Shooting In China Illustrative Of Gun Control’s Failures
I’m not a fan of the government of China. Totalitarian dictatorships that try to gaslight the entire planet over their atrocities tend to rub me wrong for some silly reason.
Yet that’s not the only reason to dislike China. After all, they like to use their state-run media to take potshots at the Second Amendment.
I get annoyed when the Brits do it, but they’re not also herding people into concentration camps, sterilizing people, then bragging on Twitter about how they’re freeing those same people.
Then, to top it all off, it seems China doesn’t have quite the handle on guns they would prefer us to believe.
On September 13, a lawyer was killed in Wuhan by a gun-wielding man over a debt litigation suit.
According to local reports, the suspect, a 47-year-old surnamed Lei, entered the office of the lawyer, surnamed Xue, at around 10am and committed the deadly act.
Video clips circulating online show the gunman leaving the office with what appears to be a shotgun and pointing it at motorists. Phoenix news reported that Lei eventually hijacked a white BMW and fled the scene.
According to a Weibo post by Guanggu police at 12.55pm on Monday, Lei was detained at 11.50am that same day. The post also confirmed Xue’s death and said an investigation was in process.
Xue had been representing four clients in a suit at the Hongshan District People’s Court in Wuhan in May 2021 to seize RMB1.26 million in assets from Lei and his company, as cited by Shine.
Lei represented a construction company that had previously been given a court order for not fulfilling its legal obligations on time.
Of course, China isn’t a liberal democracy that respects all of its citizen’s rights by any stretch of the imagination. They tightly control pretty much everything. You can’t even fart without special permission from the government, basically.
And yet, this happened. In a country that claims that it has the right of how gun laws should work.
Then again, they also act like Tiananmen Square didn’t happen, so we shouldn’t really take anything they say with boatloads of grains of salt.
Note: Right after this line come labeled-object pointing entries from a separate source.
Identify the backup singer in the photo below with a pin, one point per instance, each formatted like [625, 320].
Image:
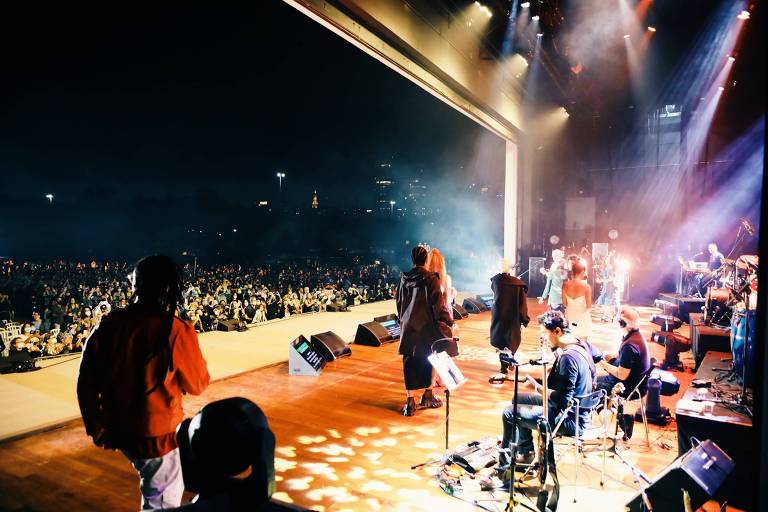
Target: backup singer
[553, 291]
[136, 365]
[421, 308]
[509, 311]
Especially since, even though gun crime might be rare, violent crime happens plenty. For example, we’ve covered a number of mass stabbings. Murder is murder, no matter how you think to frame it, and China has plenty of murders.
And that’s not counting the state-sanctioned genocide of the Uyghur people.
This shooting happened in broad daylight despite every single gun control measure you care to name. The shooter wasn’t a known member of organized crime or a terrorist group, some organization with the means and tools to smuggle guns into the country. What it suggests is that there are a lot more “illegal” guns in China than the government may care to admit.
Frankly, I hope so. I hope there are so many that soon, people will rise up and defenestrate their communist leadership from the highest buildings they can find and rejoin the world of freedom. Just look to the people in Taiwan for advice on how to do that, anyway, since they’re really the legitimate Chinese government in my not-so-humble opinion.
Maybe China’s communist leadership should reevaluate their lives.
We can hope, anyway. After all, if that happens, Tibet and Hong Kong will be free as well.